Guest Column: How Creating ‘Dopesick’ Turned Me From Writer to Activist

Guest Column: How Creating ‘Dopesick’ Turned Me From Writer to Activist

“We have to hammer on the abusers in every way possible.” This quote from Richard Sackler, the man widely considered to be the “godfather” of OxyContin, perfectly exemplifies how his company, Purdue Pharma, got away with addicting millions of people through lies and deception — by blaming the victims for Purdue’s crimes.

As the creator of the Hulu limited series Dopesick, I was shocked and outraged by the obscene criminality of Purdue Pharma, which was owned and managed by members of the Sackler family. The company’s “big lie” was to aggressively market an addictive narcotic while significantly understating the risk of addiction by using misleading studies, manipulated blood charts and deceptive slogans and by pushing “expert” testimony regarding OxyContin’s safety from “independent” doctors who were in actuality on Purdue’s payroll.

These actions that created the opioid crisis might be the greatest crime in U.S. history, and even more enraging is that the individuals who made billions from the deception have never been charged! That’s a key talking point the Sacklers’ lawyers parrot over and over again.

Tired of their denials and enraged by the injustice of the tragedy, I decided to make a television series to be the “trial” the Sackler family never had. To my great surprise, this TV trial had a greater impact than I ever could have imagined.

A month after Dopesick finished airing, New York’s Metropolitan Museum of Art finally erased the Sackler name from its walls. This process had begun in 2018 when the righteous artist Nan Goldin led a series of groundbreaking protests at major museums all over the world that gained international press and helped bring the truth about the Sacklers’ actions to millions. Then after the British premiere of Dopesick, the Tate Modern in London removed the Sackler name, and London’s National Gallery quickly followed suit, with some British papers referring to the whole ordeal as the “Dopesick scandal.” Despite these cultural victories, the public remains furious that no member of the Sackler family has been indicted. This anger was shared by Congressman Tim Ryan, who in a fiery speech on the House floor displayed a Dopesick poster to passionately advocate for a reckoning for the Sackler family.

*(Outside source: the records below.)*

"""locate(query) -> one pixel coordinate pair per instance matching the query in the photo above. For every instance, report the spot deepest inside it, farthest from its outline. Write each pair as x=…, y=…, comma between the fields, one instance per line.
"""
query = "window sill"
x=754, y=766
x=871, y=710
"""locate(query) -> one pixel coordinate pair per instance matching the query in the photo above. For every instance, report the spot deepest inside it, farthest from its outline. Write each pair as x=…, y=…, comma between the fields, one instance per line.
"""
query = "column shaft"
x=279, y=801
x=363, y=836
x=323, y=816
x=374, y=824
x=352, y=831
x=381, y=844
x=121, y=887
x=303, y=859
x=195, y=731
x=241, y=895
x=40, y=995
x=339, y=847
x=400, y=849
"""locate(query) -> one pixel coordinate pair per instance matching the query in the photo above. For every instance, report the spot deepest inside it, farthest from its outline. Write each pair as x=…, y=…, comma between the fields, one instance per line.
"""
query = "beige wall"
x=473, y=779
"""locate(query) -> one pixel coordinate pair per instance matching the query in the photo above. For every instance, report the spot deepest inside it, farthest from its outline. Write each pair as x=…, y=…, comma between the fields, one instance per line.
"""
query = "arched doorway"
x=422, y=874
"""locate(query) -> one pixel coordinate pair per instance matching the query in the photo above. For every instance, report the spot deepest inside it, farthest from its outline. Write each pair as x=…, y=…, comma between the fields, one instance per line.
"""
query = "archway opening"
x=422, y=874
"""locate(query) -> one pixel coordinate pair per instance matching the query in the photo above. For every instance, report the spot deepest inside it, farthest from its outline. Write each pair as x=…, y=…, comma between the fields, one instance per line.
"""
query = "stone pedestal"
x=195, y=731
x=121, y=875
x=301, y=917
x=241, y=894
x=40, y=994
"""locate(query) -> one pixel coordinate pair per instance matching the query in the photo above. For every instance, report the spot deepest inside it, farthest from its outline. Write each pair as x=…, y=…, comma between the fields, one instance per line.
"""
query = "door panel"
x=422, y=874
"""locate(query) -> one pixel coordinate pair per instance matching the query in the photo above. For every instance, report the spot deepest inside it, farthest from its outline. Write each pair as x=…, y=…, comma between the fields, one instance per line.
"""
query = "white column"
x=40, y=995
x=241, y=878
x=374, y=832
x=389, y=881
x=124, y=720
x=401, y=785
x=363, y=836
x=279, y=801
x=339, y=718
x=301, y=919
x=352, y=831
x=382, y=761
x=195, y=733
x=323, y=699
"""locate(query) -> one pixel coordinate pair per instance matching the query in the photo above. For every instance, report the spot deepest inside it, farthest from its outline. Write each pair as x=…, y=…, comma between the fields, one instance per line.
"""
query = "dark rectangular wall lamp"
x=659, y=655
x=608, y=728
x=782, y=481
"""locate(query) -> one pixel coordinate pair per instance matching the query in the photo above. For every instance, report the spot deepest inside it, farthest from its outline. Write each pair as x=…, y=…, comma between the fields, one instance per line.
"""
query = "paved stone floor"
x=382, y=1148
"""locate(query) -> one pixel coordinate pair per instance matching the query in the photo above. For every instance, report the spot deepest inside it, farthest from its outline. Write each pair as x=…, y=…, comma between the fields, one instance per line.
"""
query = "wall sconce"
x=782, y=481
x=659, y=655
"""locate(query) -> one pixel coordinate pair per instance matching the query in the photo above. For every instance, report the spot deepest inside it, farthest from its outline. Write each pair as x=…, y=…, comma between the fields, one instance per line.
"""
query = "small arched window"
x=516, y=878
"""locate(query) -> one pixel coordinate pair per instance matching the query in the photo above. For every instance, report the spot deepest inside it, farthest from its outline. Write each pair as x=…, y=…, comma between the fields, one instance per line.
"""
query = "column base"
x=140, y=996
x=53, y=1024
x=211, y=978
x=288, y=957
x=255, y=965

With the growing attention on the Sacklers from the series, anti-Purdue/Sackler activist Ed Bisch decided to seize the moment. Having lost his only son, 18-year-old Eddie, to an OxyContin-related overdose in 2001, Bisch organized a rally outside the Department of Justice to pressure officials to pursue criminal charges against the Sacklers. He asked me to speak at the rally and, for the first time on a project, I leaped from writer to activist. I wasn’t the only one to make this transition. Three former assistant U.S. attorneys also spoke, including former prosecutor Rick Mountcastle (who was portrayed by Peter Sarsgaard in Dopesick). Mountcastle’s investigation and case against Purdue was the central storyline of the series, and it was highly unusual, if not a first, for a former assistant U.S. attorney to join a protest outside the DOJ. The rally did not go unnoticed. Shortly thereafter, its organizers were offered a meeting with Philip Sellinger, the U.S. attorney whose New Jersey office is in charge of investigating Purdue.

Strong spoke to a crowd during a protest at the Department of Justice building in Washington in December 2021.

Bryan Olin Dozier/Nurphoto/Zuma Press

I was invited to attend and found it to be one of the most moving moments of my career, listening to Sackler victims tell their tragic tales of losing loved ones to a government official who had the power to actually seek justice on their behalf. Journalist Beth Macy, the author of the incredible book that inspired the show, spoke in detail about her observations of Purdue’s opioid crisis — focusing on the fact that 1 million Americans have died of an overdose since Purdue launched its “wonder” drug.

I then explained to the U.S. attorney how the series had penetrated pop culture with millions of viewers, thus making the offenses too famous to ignore. I told him that a question I am now commonly asked is: “Why isn’t Richard Sackler in jail?” Then, Rick Mountcastle spoke. Everyone in the meeting was riveted as the former prosecutor explained to the current U.S. attorney how he felt his 2007 case was unjustly cut short because of the Sacklers’ “political connections,” and it was time for Mr. Sellinger to finish what Mountcastle had started 20 years earlier.

As of this writing, it is not known if the U.S. attorney will bring a case against Richard Sackler, but the issue refuses to go away. In June, Connecticut Attorney General William Tong asked the state’s top prosecutor to consider criminal charges against members of the Sackler family. Actions like this give many of their victims renewed hope after so many have lost so much as a result of the criminal callousness of Purdue Pharma. American life expectancies are declining in large part because of their greed. I am hopeful that thanks to the tireless work of activists and journalists and the light that we at Dopesick were able to shine on this scandal, the Justice Department will live up to its name and bring forth justice. It is past time for them to hammer the actual abusers.